There is a simple(-ish) solution. You already mentioned using the quadratic formula which is a good start.

First define your problem where the quadratic formula can be useful, in this case, distance between to centers, over time.

• Let's define our time as t
• Because we are using two dimensions we can call our dimensions x & y
• First let's define the two center points at t = 0 of our circles as a & b
• Let's also define our velocity at t = 0 of a & b as u & v respectively.
• Finally, assuming a constant acceleration of a & b as o & p respectively.
• The equation for a position along any one dimension (which we'll call i) with respect to time t is as follows: i(t) = 1 / 2 * a * t^2 + v * t + i0; with a being constant acceleration, v being initial velocity, and i0 being initial position along dimension i.
• We know the distance between two 2D points at any time t is the square root of ((a.x(t) - b.x(t))^2 + (a.y(t) - b.y(t))^2)
• Using the formula of position along a dimensions we can substitute everything in the distance equation in terms of just t and the constants we defined earlier. For shorthand we will call the function d(t);
• Finally using that equation, we will know that the t values where d(t) = a.radius + b.radius are where collision starts or ends.
• To put this in terms of quadratic formula we move the radius to the left so we get d(t) - (a.radius + b.radius) = 0
• We can then expand and simplify the resulting equation so everything is in terms of t and the constant values that we were given. Using that solve for both positive & negative values with the quadratic formula.
• This will handle errors as well because if you get two objects that will never collide, you will get an undefined or imaginary number.
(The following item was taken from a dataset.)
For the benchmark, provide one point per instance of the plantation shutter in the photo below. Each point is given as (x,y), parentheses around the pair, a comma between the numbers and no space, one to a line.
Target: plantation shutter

You should be able to translate the rest into code fairly easily. I'm running out of time atm and will write out a simple solution when I can.

Answer 2

Following up on @TinFoilPancakes answer and heavily using using WolframAlpha to simplify the formulae, I've come up with the following pseudocode, well C# code actually that I've commented somewhat:

The Ball class has the following properties:

public double X;
public double Y;
public double Xvel;
public double Yvel;
public double Radius;

The algorithm:

public double TimeToCollision(Ball other)
{
    double distance = (Radius + other.Radius) * (Radius + other.Radius);
    double a = (Xvel - other.Xvel) * (Xvel - other.Xvel) + (Yvel - other.Yvel) * (Yvel - other.Yvel);
    double b = 2 * ((X - other.X) * (Xvel - other.Xvel) + (Y - other.Y) * (Yvel - other.Yvel));
    double c = (X - other.X) * (X - other.X) + (Y - other.Y) * (Y - other.Y) - distance;
    double d = b * b - 4 * a * c;
    // Ignore glancing collisions that may not cause a response due to limited precision and lead to an infinite loop
    if (b > -1e-6 || d <= 0)
        return double.NaN;
    double e = Math.Sqrt(d);
    double t1 = (-b - e) / (2 * a);    // Collison time, +ve or -ve
    double t2 = (-b + e) / (2 * a);    // Exit time, +ve or -ve
    // b < 0 => Getting closer
    // If we are overlapping and moving closer, collide now
    if (t1 < 0 && t2 > 0 && b <= -1e-6)
        return 0;
    return t1;
}

The method will return the time that the Balls collide, which can be +ve, -ve or NaN, NaN means they won't or didn't collide.

Further points to note are, we can check the discriminant against <zero to bail out early which will be most of the time, and avoid the Sqrt. Also since I'm using this in a continuous collision detection system, I'm ignoring collisions (glancing) that will have little or no impact since it's possible the response to the collision won't change the velocities and lead to the same situation being checked infinitely, freezing the simulation.

The 'b' variable can used for this check since luckily it's similar to the dot product. If b is >-1e-6 ie. they're not moving closer fast enough we return NaN, ie. they don't collide. You can tweak this value to avoid freezes, smaller will allow closer glancing collisions but increase the chance of a freeze when they happen like when a bunch of circles are packed tightly together. Likewise to avoid Balls moving through each other we signal an immediate collison if they're already overlapping and moving closer.